How to monitor missing sourcetypes/hosts?

JoeSco27
Communicator

I was tasked with the job to monitor our endless amounts of sourcetypes and sourcetypes per host to be alerted when one went missing for an extended period of time. Does anyone have a simple query that they use that does this, or does anyone have a technique for keeping track of all the combinations or sourcetype & host.

Thanks in advance.

Labels (1)

VSIRIS
Path Finder

Nothing is as fast as a simple query like tstats and for users who cannot go installing the third party apps can always use the below code for reference. Also this will help you to identify the retention period of indexes along with source, sourcetype, host, etc.

| tstats earliest(time) as earliestTime latest(_time) as latestTime count as eventCount where index=* by source sourcetype host index splunk_server |eval" retention period days"=round((latestTime-earliestTime)/86400,2)|convert ctime(*Time)

| dbinspect index=*
 | stats count as bucket_count min(startEpoch) as earliest_event by index splunk_server
 | eval earliest_event_human = strftime(earliest_event, "%c")

Do also check out Avotrix app on splunkbase.

0 Karma

Sahr_Lebbie
Path Finder

Here is a plug and play dashboard I am experimenting with if someone wants to try something quickly.
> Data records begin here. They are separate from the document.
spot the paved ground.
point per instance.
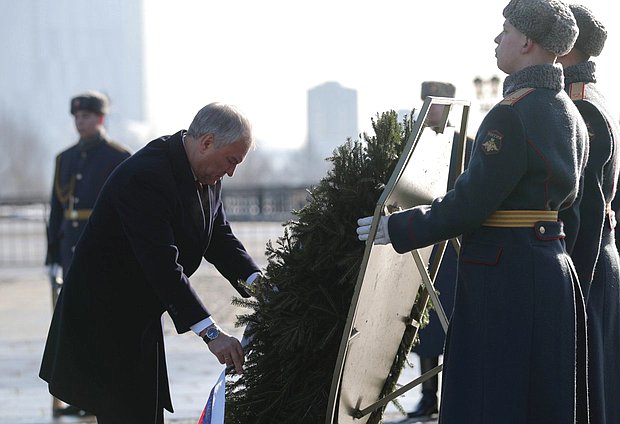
(25, 310)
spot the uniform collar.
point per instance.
(91, 142)
(536, 76)
(581, 72)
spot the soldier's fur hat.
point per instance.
(548, 22)
(93, 101)
(437, 89)
(592, 33)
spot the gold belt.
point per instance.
(519, 218)
(77, 214)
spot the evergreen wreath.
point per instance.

Data Investigation Dashboard

<input type="time" token="time" searchWhenChanged="true">
  <label>Select Time Range</label>
  <default>
    <earliest>-24h@h</earliest>
    <latest>now</latest>
  </default>
</input>
<input type="radio" token="variance" searchWhenChanged="true">
  <label>Time Differnce Variance</label>
  <choice value="|search dataTimeMissing=*">Seconds</choice>
  <choice value="|eval dataTimeMissing=dataTimeMissing/60">Minutes</choice>
  <choice value="|eval dataTimeMissing=dataTimeMissing/3600">Hours</choice>
  <choice value="|eval dataTimeMissing=dataTimeMissing/86400">Days</choice>
  <default>|search dataTimeMissing=*</default>
  <initialValue>|search dataTimeMissing=*</initialValue>
</input>


<panel>
  <html>

  <center>
      <h1>SOC Data Investigation Dashboard</h1>
  <p>This dashboard is used to anlayze the flow of data into Splunk and measure the cosistency of data ingestion. Please pay attention to the time difference as it can be in seconds, minutes, hours, or days.</p>
  </center>
</html>
</panel>


<panel>
  <title>Data Investigation Dashboard</title>
  <table>
    <search>
      <query>|metadata type=sourcetypes index=* |eval timeNow=now() |eval dataTimeMissing=timeNow - recentTime |convert ctime(recentTime) ctime(timeNow) ctime(firstTime) |fields sourcetype totalCount firstTime recentTime timeNow dataTimeMissing |sort - dataTimeMissing $variance$</query>
      <earliest>$time.earliest$</earliest>
      <latest>$time.latest$</latest>
      <refresh>2m</refresh>
      <refreshType>delay</refreshType>
    </search>
    <option name="drilldown">none</option>
    <option name="refresh.display">progressbar</option>
    <option name="rowNumbers">true</option>
    <format type="color" field="dataTimeMissing">
      <colorPalette type="minMidMax" maxColor="#DC4E41" minColor="#FFFFFF"></colorPalette>
      <scale type="minMidMax"></scale>
    </format>
  </table>
</panel>
0 Karma

RashidZamanDC
Loves-to-Learn

Hi @Sahr_Lebbie 

I'm trying to use your dashboard but get errors in inline panels

Do you have a working version?

RZ

0 Karma

MuS
Legend

Enhancement post from the future 😉

Replace the second search with this tstats search to get lighting fast search performance :

| inputlookup YourLookupHere 
| eval count = 0 
| join type=outer sourcetype host 
    [ | tstats count(sourcetype) AS count 
    WHERE index=_internal OR index=* by sourcetype host  ] 
| where count == 0
|  table host sourcetype | sort host

cheers, MuS

Runals
Motivator

My personal method (link). It is very similar to the second thing lguinn posted. 2 step process where you build a lookup as step 1 and then run a second query over the lookup.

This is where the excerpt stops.